Proposed ground 7: failing to direct the jury about the rules and principles governing pleadings

[100]See r 64.37(2)(a) of the Supreme Court (General Civil Procedure) Rules 2015.

  1. There is no substance in the defendant’s complaint that the judge ‘erred in failing to direct the jury as to the relevant rules and principles which govern legal pleadings in Victoria’. First, there was no occasion for the judge to give any such direction. Secondly, no such direction was, in any event, sought by the defendant at trial. In the circumstances, it is difficult to see how this Court could now conclude that there was any substantial wrong or miscarriage of justice in the judge failing to give any such direction.[101]

    [101]See ibid.

  2. The plaintiff’s case at trial was that the defendant’s initial pleadings were improper and deserving of punishment because they put the fact of Kiss’s abuse of the plaintiff in issue when the defendant knew that the abuse had occurred.

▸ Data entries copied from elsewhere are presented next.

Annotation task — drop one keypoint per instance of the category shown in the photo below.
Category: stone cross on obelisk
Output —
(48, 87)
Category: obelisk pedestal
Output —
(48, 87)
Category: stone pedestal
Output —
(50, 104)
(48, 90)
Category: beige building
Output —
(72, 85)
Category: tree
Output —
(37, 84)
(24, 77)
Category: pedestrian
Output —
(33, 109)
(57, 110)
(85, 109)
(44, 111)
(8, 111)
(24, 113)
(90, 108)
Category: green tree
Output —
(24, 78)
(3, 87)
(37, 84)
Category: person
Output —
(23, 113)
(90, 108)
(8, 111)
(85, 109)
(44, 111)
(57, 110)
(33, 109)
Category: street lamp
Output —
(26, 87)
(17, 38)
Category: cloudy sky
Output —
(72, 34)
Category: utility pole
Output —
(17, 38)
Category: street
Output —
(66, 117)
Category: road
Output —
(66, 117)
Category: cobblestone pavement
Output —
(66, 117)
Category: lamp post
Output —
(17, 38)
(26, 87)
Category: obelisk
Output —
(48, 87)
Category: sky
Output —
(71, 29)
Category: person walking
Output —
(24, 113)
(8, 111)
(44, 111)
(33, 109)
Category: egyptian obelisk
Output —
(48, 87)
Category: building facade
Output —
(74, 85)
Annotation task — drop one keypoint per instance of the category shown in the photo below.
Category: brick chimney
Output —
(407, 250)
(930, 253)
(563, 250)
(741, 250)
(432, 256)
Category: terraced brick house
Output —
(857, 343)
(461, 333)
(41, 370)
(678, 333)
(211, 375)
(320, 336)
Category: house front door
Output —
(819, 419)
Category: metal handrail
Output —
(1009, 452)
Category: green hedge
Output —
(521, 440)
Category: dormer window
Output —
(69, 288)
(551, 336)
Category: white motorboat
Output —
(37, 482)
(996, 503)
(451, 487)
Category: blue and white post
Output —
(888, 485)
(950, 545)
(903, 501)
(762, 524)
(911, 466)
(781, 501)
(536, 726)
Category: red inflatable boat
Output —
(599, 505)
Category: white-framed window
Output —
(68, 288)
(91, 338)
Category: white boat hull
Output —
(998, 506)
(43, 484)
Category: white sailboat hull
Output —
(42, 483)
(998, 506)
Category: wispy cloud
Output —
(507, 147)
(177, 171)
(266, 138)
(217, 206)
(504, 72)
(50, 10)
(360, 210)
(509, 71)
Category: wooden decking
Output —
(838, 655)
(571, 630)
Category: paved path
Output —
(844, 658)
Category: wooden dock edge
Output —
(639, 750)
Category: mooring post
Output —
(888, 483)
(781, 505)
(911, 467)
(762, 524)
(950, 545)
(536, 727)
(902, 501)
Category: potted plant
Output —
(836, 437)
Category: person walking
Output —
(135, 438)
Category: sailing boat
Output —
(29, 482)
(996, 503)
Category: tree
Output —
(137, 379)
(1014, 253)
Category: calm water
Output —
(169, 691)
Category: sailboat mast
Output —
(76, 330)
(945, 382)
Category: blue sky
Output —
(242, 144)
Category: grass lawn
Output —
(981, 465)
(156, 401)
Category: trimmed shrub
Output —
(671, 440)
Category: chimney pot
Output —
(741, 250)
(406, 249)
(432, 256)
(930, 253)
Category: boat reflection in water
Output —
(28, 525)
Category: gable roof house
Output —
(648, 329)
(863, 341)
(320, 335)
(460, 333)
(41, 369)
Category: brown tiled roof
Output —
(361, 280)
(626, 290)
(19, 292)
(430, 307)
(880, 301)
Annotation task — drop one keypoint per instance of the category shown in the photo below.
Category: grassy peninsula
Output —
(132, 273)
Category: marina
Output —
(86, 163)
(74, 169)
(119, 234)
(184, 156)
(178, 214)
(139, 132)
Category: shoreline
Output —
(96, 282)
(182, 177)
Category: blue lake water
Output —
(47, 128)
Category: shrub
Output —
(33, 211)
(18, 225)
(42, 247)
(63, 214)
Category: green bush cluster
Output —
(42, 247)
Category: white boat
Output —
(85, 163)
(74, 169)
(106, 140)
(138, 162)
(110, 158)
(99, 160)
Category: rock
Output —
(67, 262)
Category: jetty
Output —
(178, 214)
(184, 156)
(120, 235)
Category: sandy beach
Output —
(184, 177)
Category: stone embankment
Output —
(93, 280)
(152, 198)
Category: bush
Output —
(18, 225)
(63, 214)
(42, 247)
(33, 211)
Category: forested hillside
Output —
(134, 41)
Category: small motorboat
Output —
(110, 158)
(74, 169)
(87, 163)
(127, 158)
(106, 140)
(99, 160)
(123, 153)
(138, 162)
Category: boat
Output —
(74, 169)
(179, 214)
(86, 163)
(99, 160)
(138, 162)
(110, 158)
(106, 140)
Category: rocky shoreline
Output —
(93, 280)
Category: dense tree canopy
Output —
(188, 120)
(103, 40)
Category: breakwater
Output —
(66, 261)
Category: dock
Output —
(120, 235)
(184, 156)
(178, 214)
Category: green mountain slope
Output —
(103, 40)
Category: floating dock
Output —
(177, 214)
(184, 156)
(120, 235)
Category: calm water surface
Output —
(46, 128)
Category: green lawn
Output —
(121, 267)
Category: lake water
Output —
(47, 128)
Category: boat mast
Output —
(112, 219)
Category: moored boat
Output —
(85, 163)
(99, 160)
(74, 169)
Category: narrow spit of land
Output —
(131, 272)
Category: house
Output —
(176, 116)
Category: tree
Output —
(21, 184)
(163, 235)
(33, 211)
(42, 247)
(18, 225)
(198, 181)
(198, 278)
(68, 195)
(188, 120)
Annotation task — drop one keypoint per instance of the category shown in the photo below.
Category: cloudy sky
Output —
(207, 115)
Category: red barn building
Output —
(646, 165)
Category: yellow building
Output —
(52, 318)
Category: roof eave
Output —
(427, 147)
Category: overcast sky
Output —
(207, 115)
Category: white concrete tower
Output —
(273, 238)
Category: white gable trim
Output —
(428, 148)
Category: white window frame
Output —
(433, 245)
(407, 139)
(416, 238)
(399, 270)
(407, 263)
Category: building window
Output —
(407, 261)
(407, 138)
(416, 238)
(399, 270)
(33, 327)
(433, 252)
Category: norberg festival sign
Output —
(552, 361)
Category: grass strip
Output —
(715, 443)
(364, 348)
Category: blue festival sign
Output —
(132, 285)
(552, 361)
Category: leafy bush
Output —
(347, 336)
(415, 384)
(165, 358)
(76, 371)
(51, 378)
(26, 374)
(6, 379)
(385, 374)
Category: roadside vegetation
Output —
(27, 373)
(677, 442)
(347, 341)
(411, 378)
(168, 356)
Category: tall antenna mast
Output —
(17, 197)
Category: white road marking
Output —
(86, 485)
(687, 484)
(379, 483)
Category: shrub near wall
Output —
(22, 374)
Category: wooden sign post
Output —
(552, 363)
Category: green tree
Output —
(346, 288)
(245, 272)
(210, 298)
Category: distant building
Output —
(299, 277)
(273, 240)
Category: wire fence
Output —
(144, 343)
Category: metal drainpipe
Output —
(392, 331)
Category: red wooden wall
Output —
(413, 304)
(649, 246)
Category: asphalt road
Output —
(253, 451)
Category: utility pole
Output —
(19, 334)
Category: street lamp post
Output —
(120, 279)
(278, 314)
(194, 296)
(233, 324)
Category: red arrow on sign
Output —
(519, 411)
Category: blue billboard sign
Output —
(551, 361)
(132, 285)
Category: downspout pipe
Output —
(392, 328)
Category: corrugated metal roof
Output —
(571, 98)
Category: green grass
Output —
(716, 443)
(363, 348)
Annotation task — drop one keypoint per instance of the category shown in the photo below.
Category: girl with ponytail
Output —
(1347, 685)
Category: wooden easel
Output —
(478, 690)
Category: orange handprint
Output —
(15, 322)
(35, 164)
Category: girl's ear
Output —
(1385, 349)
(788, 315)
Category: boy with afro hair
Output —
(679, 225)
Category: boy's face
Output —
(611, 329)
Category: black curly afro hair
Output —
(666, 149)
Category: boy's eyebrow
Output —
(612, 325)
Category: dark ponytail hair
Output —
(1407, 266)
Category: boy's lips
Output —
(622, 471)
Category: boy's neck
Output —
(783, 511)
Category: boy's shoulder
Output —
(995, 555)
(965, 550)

That conduct (putting the abuse in issue when the defendant knew it had occurred) was said to be deserving of punishment irrespective of the form of the pleading. That is, the alleged impropriety of that conduct could not be answered by the defendant saying that it merely failed to admit the abuse rather than denying it. That being the case, there was no occasion for the judge to give the jury directions about pleading practices concerning the use of the words ‘not admit’ on the one hand, and ‘deny’ on the other hand. If the plaintiff had established that the defendant’s failure to admit the abuse was improper, the form of the pleading in which the abuse was put in issue could not have disentitled the plaintiff to an award of exemplary damages that was otherwise open to be made.

Conclusion

  1. We will make orders granting the defendant leave to appeal; allowing the appeal; setting aside the jury’s assessment of pain and suffering damages and replacing it with an assessment in the amount of $550,000; and setting aside the jury’s award of exemplary damages. We will not make any order setting aside or varying the jury’s assessment of the plaintiff’s economic loss damages.